A closed GOP is a Group of Pictures whose frames only reference frames inside itself — no frame in the GOP depends on a frame from the previous or next GOP. The opposite is an "open GOP", where the final B-frames may reference the I-frame of the next GOP for tighter compression. Closed GOPs are slightly larger but self-contained, which is exactly what modern streaming needs.

Why closed GOPs matter: adaptive bitrate streaming (HLS, DASH) chops video into segments, and each segment must be independently playable so the player can switch between bitrate renditions on the fly. If a segment relies on frames outside itself, the switch produces a visible glitch — broken motion, wrong colours, missing detail — until the player resyncs at the next clean point. Closed GOPs guarantee no such cross-segment dependencies. Every HLS or DASH segment starts with an idr (a strict I-frame that flushes all references) and contains only frames that depend on frames inside the same GOP.

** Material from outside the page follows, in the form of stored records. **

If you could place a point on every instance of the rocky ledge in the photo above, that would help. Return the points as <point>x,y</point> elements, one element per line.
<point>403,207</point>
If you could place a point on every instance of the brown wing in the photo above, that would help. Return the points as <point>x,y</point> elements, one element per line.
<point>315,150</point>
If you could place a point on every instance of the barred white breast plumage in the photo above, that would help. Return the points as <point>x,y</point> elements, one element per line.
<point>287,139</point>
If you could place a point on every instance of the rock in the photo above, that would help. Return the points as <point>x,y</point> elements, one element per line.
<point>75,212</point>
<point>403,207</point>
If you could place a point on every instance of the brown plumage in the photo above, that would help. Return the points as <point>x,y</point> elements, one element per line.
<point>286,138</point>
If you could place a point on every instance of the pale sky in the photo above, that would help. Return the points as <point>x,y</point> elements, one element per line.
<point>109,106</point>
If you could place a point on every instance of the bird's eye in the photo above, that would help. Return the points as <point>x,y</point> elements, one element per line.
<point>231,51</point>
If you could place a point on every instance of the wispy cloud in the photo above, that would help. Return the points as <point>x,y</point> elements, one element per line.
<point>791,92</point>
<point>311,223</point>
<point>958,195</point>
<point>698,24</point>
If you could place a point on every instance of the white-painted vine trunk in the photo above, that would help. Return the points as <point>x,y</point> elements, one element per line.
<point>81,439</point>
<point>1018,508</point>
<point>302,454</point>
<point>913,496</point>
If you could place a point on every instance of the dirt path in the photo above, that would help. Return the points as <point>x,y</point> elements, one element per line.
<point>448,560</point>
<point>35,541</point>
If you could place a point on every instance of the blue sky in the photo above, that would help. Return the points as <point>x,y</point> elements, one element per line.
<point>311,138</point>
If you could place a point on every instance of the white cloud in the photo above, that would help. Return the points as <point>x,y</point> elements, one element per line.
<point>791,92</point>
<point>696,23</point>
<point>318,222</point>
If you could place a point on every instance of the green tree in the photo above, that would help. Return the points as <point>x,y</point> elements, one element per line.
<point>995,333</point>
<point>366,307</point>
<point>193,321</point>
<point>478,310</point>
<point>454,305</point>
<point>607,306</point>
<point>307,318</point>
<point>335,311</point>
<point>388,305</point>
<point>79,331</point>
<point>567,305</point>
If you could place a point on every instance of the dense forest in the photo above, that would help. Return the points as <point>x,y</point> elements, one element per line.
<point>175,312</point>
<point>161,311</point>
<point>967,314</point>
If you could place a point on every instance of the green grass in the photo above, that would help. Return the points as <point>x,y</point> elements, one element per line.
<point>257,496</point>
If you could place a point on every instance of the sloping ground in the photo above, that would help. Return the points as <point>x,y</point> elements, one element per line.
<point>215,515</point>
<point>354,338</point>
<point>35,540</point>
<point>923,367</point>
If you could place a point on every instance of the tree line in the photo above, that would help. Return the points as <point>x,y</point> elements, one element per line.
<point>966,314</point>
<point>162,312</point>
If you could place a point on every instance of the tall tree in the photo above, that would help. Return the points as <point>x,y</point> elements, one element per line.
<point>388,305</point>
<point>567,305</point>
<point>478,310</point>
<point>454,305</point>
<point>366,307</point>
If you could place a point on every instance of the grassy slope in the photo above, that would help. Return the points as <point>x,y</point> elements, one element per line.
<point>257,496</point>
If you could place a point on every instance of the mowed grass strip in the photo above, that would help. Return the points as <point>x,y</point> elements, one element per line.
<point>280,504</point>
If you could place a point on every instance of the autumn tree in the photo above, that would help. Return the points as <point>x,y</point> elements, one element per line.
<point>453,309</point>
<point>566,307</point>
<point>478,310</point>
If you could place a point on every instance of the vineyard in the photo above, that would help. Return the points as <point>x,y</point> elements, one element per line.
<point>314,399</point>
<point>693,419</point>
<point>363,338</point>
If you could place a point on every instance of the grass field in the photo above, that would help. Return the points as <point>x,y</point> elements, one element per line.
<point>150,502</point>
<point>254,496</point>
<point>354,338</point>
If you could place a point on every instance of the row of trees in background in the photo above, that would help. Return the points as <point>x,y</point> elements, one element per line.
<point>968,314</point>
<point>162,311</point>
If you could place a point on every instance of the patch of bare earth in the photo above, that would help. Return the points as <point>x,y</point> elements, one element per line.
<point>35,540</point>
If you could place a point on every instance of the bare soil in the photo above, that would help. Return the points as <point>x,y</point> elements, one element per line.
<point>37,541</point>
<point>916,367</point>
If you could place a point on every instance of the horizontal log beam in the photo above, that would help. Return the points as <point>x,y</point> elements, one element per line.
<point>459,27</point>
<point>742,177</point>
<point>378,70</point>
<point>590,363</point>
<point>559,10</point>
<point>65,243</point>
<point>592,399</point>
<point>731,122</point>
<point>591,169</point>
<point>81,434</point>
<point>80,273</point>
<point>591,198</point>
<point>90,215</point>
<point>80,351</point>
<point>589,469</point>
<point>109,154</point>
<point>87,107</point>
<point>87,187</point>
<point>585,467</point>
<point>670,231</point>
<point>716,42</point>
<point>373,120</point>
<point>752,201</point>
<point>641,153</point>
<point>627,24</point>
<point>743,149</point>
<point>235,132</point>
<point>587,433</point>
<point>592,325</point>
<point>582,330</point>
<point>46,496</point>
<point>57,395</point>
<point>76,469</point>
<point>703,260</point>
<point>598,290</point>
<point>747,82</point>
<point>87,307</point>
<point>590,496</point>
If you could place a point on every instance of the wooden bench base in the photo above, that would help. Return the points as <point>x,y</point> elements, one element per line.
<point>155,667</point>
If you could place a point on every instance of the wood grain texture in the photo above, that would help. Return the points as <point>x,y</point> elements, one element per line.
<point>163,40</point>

For a product team, "closed GOP at the segment boundary" is a setting that should be always on for adaptive streaming pipelines. FFmpeg's -g (keyframe interval) and -force_key_frames flags handle this; encoder-level options like keyint/min-keyint in x264/x265 enforce it. The cost is roughly 2–5 % bitrate compared to open GOP — accepted as the price of clean rendition switching. Open GOP only survives in non-segmented scenarios: progressive downloads, archival masters, contribution feeds where every frame will be re-encoded downstream anyway.